Janine had never been so happy to hear the voice of another human being in her life. Though the warnings and vague threats of the Ferryman echoed in the back of her head, she needed nothing so much at that moment as her lover’s arms around her. Her true lover, not some nightmare suitor.
She did not even bother to reply. Instead she buzzed him in, then feverishly worked the locks. Without thought as to how little she was wearing, Janine threw the door open and rushed down the stairs.
David stopped short halfway up and stared at her. His hair and clothes were disheveled and his eyes were bloodshot. There was a frightened, lost expression on his features that she knew must be at least the match of her own.
“David,” she said again, voice barely above a whisper.
“Janine, I ... What happened?” he asked.
With abandon, she threw herself into his arms, nearly knocking him back down the stairs. He used the railing to steady himself, and then he held her as she wept in great, heaving sobs, her face buried in the wonderful warmth of his shirt. It had the smell of him, and that was an enormous comfort to her.
That was real. David, and what she felt for him.That was real.
“Janine?” His voice was gentle, but there was a quaver to it as well.
She pulled back and gazed into his red-rimmed eyes. Though she wanted to ask what had happened, why he was there in the dead of night, why he seemed so distraught, she could not even begin. Her own fears were too fresh, nearly spilling over with the urgency she felt.
Dreams. She had fooled herself into thinking they were just dreams. And that day by the river, she had seen him. It was not in her mind. She knew that now.
“I had ... an intruder,” she ventured.
Immediately he tensed, muscles flexing. David was not an inordinately large man, but he was powerful and quick. Absurdly, it made her feel immediately safer, though what he could do against the nightmare that had visited her she had no idea.
>
“Is he still—”
“He’s gone,” she said, unsure how to begin. “I ... I think he’s gone.”
Together they went back up the stairs. David led the way, alert for any sign of an intruder. One by one, they turned on all the lights. Soon they were both satisfied that the apartment was empty save for the two of them.
At last, David seemed to deflate. They sat down together on the couch in the living room. He ran a hand through his hair and she saw a bit of gray there she had not really noticed before.
“Did you get a good look at him?” David asked.
She bit her lip and nodded.
“You need to call the police.”
“There’s nothing they can do,” she said.
Perhaps it was something in her tone, but he looked up sharply and a kind of shock spread across his features, as though he had just realized a horrible truth.
“Tell me,” David demanded.
So she did.
When she was through, she was shaking all over. He slid closer to her and held her, but she shook her head.
“I know you probably think it’s all in my head—”
“No. No, I don’t,” he assured her.
Stunned, she gazed up at him. “I don’t understand.”
“I’ve seen him, too,” David explained. He glanced away, the memory causing him to flinch. “But there’s more. A lot more to this than you realize.”

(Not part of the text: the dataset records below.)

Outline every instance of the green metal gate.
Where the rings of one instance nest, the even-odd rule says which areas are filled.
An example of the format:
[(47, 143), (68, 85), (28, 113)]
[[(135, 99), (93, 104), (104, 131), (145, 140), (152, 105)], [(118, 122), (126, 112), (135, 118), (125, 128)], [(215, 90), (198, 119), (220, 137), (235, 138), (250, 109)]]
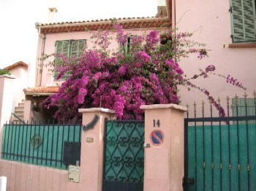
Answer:
[(107, 120), (103, 190), (143, 190), (144, 122)]
[(256, 107), (250, 116), (247, 109), (244, 117), (211, 110), (204, 117), (203, 110), (185, 119), (185, 190), (256, 190)]

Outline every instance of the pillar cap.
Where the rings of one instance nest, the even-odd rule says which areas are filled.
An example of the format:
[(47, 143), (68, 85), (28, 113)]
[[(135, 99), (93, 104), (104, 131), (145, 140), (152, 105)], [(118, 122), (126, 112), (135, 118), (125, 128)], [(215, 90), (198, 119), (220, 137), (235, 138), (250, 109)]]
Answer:
[(177, 104), (154, 104), (154, 105), (142, 105), (140, 107), (141, 109), (174, 109), (183, 112), (187, 111), (187, 108)]
[(101, 107), (79, 109), (78, 112), (80, 113), (103, 112), (103, 113), (115, 114), (115, 111), (113, 109), (101, 108)]

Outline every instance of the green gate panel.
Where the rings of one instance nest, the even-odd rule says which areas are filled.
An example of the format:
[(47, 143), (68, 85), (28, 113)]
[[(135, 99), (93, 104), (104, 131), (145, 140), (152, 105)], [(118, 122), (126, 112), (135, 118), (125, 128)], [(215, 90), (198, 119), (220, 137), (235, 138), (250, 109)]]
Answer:
[(5, 125), (1, 158), (67, 169), (62, 163), (64, 142), (80, 141), (80, 125)]
[(255, 124), (187, 128), (189, 190), (256, 190)]
[(143, 121), (107, 121), (104, 180), (143, 182)]

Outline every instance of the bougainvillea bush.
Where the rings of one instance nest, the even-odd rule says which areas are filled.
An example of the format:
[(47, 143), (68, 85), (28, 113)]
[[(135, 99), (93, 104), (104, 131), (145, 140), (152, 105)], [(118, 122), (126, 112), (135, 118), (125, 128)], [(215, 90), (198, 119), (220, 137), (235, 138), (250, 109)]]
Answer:
[[(116, 34), (119, 44), (116, 51), (108, 50), (112, 33)], [(184, 85), (204, 93), (224, 115), (224, 109), (208, 91), (192, 83), (197, 77), (208, 77), (215, 67), (209, 66), (187, 78), (178, 63), (181, 57), (191, 53), (197, 54), (200, 59), (207, 56), (204, 44), (190, 40), (191, 36), (189, 33), (174, 35), (172, 31), (129, 36), (121, 26), (113, 23), (112, 31), (94, 33), (91, 37), (94, 47), (86, 49), (79, 57), (53, 55), (61, 61), (52, 63), (59, 71), (58, 78), (67, 73), (69, 76), (44, 104), (48, 108), (57, 106), (55, 117), (61, 122), (79, 121), (78, 109), (91, 107), (112, 109), (118, 119), (142, 119), (141, 105), (178, 104), (178, 87)], [(243, 87), (230, 76), (227, 80)]]

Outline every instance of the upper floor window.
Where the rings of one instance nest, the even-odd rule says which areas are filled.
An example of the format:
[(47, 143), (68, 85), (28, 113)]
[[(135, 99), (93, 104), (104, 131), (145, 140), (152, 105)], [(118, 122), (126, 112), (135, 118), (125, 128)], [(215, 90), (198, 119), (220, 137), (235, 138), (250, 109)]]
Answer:
[[(55, 44), (55, 52), (61, 52), (63, 55), (69, 58), (77, 57), (83, 52), (84, 48), (86, 47), (86, 40), (85, 39), (56, 41)], [(55, 59), (55, 64), (58, 65), (61, 61), (61, 58), (56, 57)], [(57, 77), (58, 74), (59, 72), (55, 71), (54, 79)], [(61, 79), (65, 79), (67, 77), (68, 74), (63, 77)]]
[(233, 42), (256, 42), (256, 0), (230, 0)]

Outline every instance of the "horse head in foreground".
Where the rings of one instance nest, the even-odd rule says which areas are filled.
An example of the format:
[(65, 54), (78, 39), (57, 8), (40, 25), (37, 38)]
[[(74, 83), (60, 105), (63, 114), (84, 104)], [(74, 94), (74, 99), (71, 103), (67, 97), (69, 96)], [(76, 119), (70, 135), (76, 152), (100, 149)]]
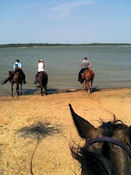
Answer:
[(131, 174), (131, 126), (120, 120), (101, 122), (95, 128), (78, 116), (69, 104), (73, 121), (83, 147), (70, 148), (72, 156), (81, 164), (82, 175), (130, 175)]
[(83, 89), (87, 89), (90, 93), (92, 92), (93, 80), (95, 73), (91, 69), (87, 69), (82, 73)]
[(41, 95), (43, 96), (44, 92), (43, 92), (43, 88), (45, 89), (45, 94), (47, 95), (47, 83), (48, 83), (48, 75), (45, 71), (39, 72), (38, 76), (37, 76), (37, 81), (40, 85), (40, 89), (41, 89)]
[[(13, 84), (16, 84), (16, 92), (17, 95), (22, 95), (22, 83), (23, 83), (23, 75), (21, 72), (9, 71), (8, 78), (2, 83), (3, 85), (10, 81), (11, 83), (11, 96), (13, 97)], [(19, 87), (20, 85), (20, 87)], [(20, 91), (21, 90), (21, 91)]]

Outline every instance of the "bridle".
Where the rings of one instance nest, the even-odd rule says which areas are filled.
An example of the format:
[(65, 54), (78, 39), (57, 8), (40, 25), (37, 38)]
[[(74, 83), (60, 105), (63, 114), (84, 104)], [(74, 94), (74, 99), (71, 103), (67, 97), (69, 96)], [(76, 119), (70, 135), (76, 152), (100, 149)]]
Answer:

The things he told her, about ghosts and walking dead men, cultivated a new terror that blossomed even colder in her heart. But when he told her that one of the intruders in his own house had been his grandfather, that his Grandpa Edgar had tried to kill him, a deep, abiding sadness settled into her bones with an ache she doubted would ever go away.
“And Jill?”
“It’s Maggie,” David said firmly. “I was sure last night, but how could I have said anything? You would just have thought—”
“You should have,” she told him.
“We both should have,” David replied softly.
“So what do we do now? These ... the people he’s sent after you. They may be trying to kill you, but he hasn’t tried. You’re still in danger.”